Clinical Pharmacology Modeling and Simulation Scientist GlaxoSmithKline, Japan
Disclosure(s):
Misako Takenaka, PhD: No financial relationships to disclose
Objectives: Characterization of pediatric PK in drug development using popPK can be challenging due to limited information from pediatric studies, in addition that there is lack of consensus on the preferable analysis method [1]. This case study compares two potential popPK approaches: 1) Pooled analysis (PA) of pediatric and adult PK, including covariates to explain PK differences and 2) Bayesian analysis (BA) of pediatric PK with prior information from adult parameters. Bias and precision of estimated PK parameters are presented for different scenarios to determine in what cases these approaches may be optimal.

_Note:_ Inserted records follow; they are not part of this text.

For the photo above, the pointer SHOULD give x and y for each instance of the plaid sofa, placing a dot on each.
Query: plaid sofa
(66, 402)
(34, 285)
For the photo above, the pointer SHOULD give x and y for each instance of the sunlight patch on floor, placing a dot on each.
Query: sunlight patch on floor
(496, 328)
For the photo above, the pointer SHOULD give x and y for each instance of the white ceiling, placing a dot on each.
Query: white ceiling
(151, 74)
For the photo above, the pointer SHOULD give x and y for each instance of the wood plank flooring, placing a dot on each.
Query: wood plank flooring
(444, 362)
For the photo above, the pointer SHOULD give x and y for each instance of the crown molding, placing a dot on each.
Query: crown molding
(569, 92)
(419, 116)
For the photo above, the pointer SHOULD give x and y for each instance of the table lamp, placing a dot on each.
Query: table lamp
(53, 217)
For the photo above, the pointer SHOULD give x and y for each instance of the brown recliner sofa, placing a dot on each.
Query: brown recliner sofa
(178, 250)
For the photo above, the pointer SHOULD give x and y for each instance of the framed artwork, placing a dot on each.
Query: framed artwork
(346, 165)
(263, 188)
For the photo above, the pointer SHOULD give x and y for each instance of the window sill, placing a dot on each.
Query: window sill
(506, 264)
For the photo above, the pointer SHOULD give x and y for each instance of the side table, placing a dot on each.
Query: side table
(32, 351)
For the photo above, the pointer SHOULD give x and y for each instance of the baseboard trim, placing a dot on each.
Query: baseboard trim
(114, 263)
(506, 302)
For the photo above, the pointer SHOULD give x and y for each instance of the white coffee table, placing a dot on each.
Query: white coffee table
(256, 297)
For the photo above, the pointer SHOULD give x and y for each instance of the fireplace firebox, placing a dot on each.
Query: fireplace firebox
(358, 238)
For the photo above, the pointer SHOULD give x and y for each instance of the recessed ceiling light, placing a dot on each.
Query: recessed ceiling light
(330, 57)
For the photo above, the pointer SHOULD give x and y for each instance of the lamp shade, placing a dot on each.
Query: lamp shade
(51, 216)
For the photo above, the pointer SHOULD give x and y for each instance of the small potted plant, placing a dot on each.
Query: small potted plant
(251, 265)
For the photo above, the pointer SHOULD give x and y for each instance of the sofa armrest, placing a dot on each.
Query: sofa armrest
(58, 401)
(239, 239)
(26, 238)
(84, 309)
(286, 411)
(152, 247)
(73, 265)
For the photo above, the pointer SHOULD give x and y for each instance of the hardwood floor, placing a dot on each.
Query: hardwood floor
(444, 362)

Methods: A 2-compartment popPK model for an existing GSK compound [2] was used to simulate an adult dataset and various potential scenarios in the pediatric population. Simulated dataset reflects clinical program. The adult dataset includes 550 adults (intensive sampling in FTIH, sparse sampling in Ph2 and Ph3), and the pediatric dataset includes 50 pediatrics (6 samples each). The following two potential clinical scenarios [3] were simulated: 1) PK differences between adults and pediatrics explained by an allometric effect of body weight (BW) on CL and V, 2) as 1) plus age related differences in SC bioavailability and Ka. For both approaches the popPK analysis explored the impact of BW and age on CL, V, Ka, and bioavailability. Model selection was based on likelihood ratio test in PA or Pareto smoothed importance sampling leave-one-out cross-validation in BA [4], as well as parameter uncertainty and plausibility. Analyses were conducted by NONMEM 7.5 using FOCE-I in PA and MCMC (NUTS) in BA. Sensitivity to sample size and sampling design in the pediatric study was investigated. 200 trials were repeated for each scenario and sensitivity analysis. Bias and precision of the population parameter estimates and the Cmax and AUC derived from the individual parameters were calculated.
Results: [Precision] In both scenarios, the 95% CI of CL and V were within 80% to 120% of the estimated values > 90% of trials in both approaches. PA estimated Ka with similar precision as CL and V, while the 95% credible interval of Ka in BA was 60% to 200% of the posterior mean. [Bias] In scenario 1, PA and BA approaches estimated CL and V for the pediatric population with comparable accuracy (Mean absolute percentage error (MAPE) < 10%). In scenario 2, CL and V estimates in PA had more bias than in BA (MAPE for CL: 3.1 - 30% (PA) and 4.6 - 12% (BA), V: 7.6 - 38% (PA) and 4.9 - 23% (BA)), however the bias in individual Cmax and AUCinf estimates was similar with the 2 approaches (MAPE: 15% for Cmax and 10% for AUCinf).
Conclusions: This work demonstrated that the estimated bias in the PK parameter values for the pediatric population can be affected by the analysis method. In this case study, the difference in bias due to the choice of popPK approach was larger when the underlying PK difference between adults and pediatrics was a function of both age and BW.
Citations: [1] Knebel W et al., J Clin Pharmacol. 2013;53:505–516. [2] Assessment report EMA/CHMP/672504/2015 rev. 1 [3] Temrikar Z et al., Paediatr Drugs. 2020; 22:199–216. [4] Johnston CK et al., CPT Pharmacometrics Syst Pharmacol. 2024;13:192-207.